A antiga eurodeputada do PS ligou este tema à proposta de lei do Governo, em discussão no parlamento desde junho, e que pretende simplificar os processos de contratação pública, tendo recebido críticas de várias entidades, incluindo do Tribunal de Contas.

“Temos de dizer ao Governo que nem pense avançar, tal como está, com esta proposta para modificar o regime da contratação pública”, apelou, defendendo o reforço das estruturas de controlo.

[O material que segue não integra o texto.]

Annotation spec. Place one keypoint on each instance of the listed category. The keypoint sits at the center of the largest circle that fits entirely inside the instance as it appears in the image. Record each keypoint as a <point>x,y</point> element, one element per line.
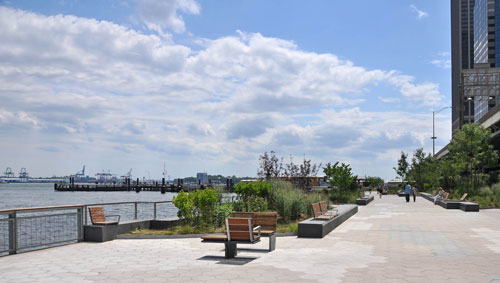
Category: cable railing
<point>28,229</point>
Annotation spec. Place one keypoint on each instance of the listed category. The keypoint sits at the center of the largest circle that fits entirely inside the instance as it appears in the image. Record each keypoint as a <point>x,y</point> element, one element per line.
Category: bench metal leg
<point>231,249</point>
<point>272,243</point>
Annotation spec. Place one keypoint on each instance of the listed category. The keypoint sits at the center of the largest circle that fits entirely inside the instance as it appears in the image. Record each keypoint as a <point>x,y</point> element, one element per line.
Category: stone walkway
<point>387,241</point>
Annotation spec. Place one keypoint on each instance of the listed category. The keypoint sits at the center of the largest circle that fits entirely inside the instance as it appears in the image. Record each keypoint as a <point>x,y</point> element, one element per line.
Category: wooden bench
<point>463,197</point>
<point>324,209</point>
<point>98,218</point>
<point>266,220</point>
<point>238,231</point>
<point>319,214</point>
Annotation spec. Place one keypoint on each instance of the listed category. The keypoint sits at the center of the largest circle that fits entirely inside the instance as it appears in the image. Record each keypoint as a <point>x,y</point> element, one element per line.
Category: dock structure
<point>136,186</point>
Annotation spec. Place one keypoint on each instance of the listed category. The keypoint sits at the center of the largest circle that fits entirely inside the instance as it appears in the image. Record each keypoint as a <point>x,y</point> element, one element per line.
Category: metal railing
<point>35,228</point>
<point>40,227</point>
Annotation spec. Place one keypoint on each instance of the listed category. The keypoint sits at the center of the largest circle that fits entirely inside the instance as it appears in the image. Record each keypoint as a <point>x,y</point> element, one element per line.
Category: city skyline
<point>208,86</point>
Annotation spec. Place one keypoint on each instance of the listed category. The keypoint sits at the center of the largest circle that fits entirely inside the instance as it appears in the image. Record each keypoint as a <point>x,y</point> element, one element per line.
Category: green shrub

Ana Gomes, candidata às eleições presidenciais, durante sessão evocativa da data da implantação da República, 05 outubro 2020, no teatro Trindade, em Lisboa. que marca o início de um conjunto de iniciativas de debate público, sob o lema “Cuidar da República e do Estado de Direito”, a realizar durante o mês de Outubro em vários locais do país. MANUEL DE ALMEIDA/LUSA

“Estou de alguma maneira a tentar perceber o que se passa no Tribunal de Contas, estou a ser bastante diplomática, permitam-me para já…”, ironizou, numa alusão às notícias da não recondução pelo Governo do atual presidente desta entidade, Vítor Caldeira.

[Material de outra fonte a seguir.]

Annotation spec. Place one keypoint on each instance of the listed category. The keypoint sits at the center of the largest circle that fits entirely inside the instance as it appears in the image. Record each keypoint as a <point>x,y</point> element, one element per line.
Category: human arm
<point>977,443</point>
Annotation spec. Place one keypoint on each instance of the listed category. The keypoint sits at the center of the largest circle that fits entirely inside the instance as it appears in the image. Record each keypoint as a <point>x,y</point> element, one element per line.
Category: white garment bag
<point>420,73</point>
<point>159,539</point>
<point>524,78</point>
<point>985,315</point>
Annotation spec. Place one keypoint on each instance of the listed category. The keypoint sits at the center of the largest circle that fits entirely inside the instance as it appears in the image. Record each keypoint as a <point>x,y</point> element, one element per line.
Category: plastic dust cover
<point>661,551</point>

Na sessão de perto de duas horas de resposta a perguntas de nove pessoas previamente escolhidas – todas no palco do teatro, com Ana Gomes ao centro -, uma das mais políticas incidiu sobre uma possível coabitação entre um Governo e uma Presidente da República socialistas.

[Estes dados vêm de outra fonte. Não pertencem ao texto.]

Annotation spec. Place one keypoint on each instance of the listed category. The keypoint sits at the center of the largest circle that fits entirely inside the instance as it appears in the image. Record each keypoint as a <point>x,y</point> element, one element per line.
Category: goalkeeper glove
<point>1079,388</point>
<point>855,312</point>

“Esta é uma candidatura independente. Eu disse quando anunciei a candidatura que aceitaria todos os apoios do campo democrático, mas não faria compromissos com ninguém”, avisou.

Invocando o seu percurso pessoal e profissional, Ana Gomes diz que tem demonstrado que, sendo do PS, não tem tido “peias” de criticar a sua família política, quando entende que “merece ser criticada”.

“Até porque exijo mais aos meus do que aos outros. Não pode haver interesse partidário que se sobreponha ao interesse nacional”, defendeu.

Foram várias as perguntas sobre direitos das minorias – entre os participantes escolhidos, contava-se um estudante guineense, uma portuguesa de etnia cigana ou um refugiado sírio – e a candidata foi questionada se concordava com quem diz que “não há racismo em Portugal.

“Há racismo em Portugal e noutros países. Não acho que Portugal seja mais racista que outros países, mas está em negação, um país com a nossa história colonial só tem de valorizar a diversidade que temos”, disse.

Sem nunca se referir a qualquer um dos pré-candidatos anunciados na corrida a Belém, Ana Gomes insurgiu-se contra aqueles que “semeiam ódio, divisão e violência”

“A Constituição da República Portuguesa é muito clara: filosofias e atuações nazis e fascistas são proibidas, e esse é um aspeto que tem de ser levado em conta por todos os agentes do Estado em Portugal, do Presidente da República ao mais jovem cadete das forças de segurança”.

No final da sessão, Ana Gomes disse que não aceitará contribuições financeiras para a sua campanha superiores a cem euros e desafiou as outras candidaturas a fazerem o mesmo.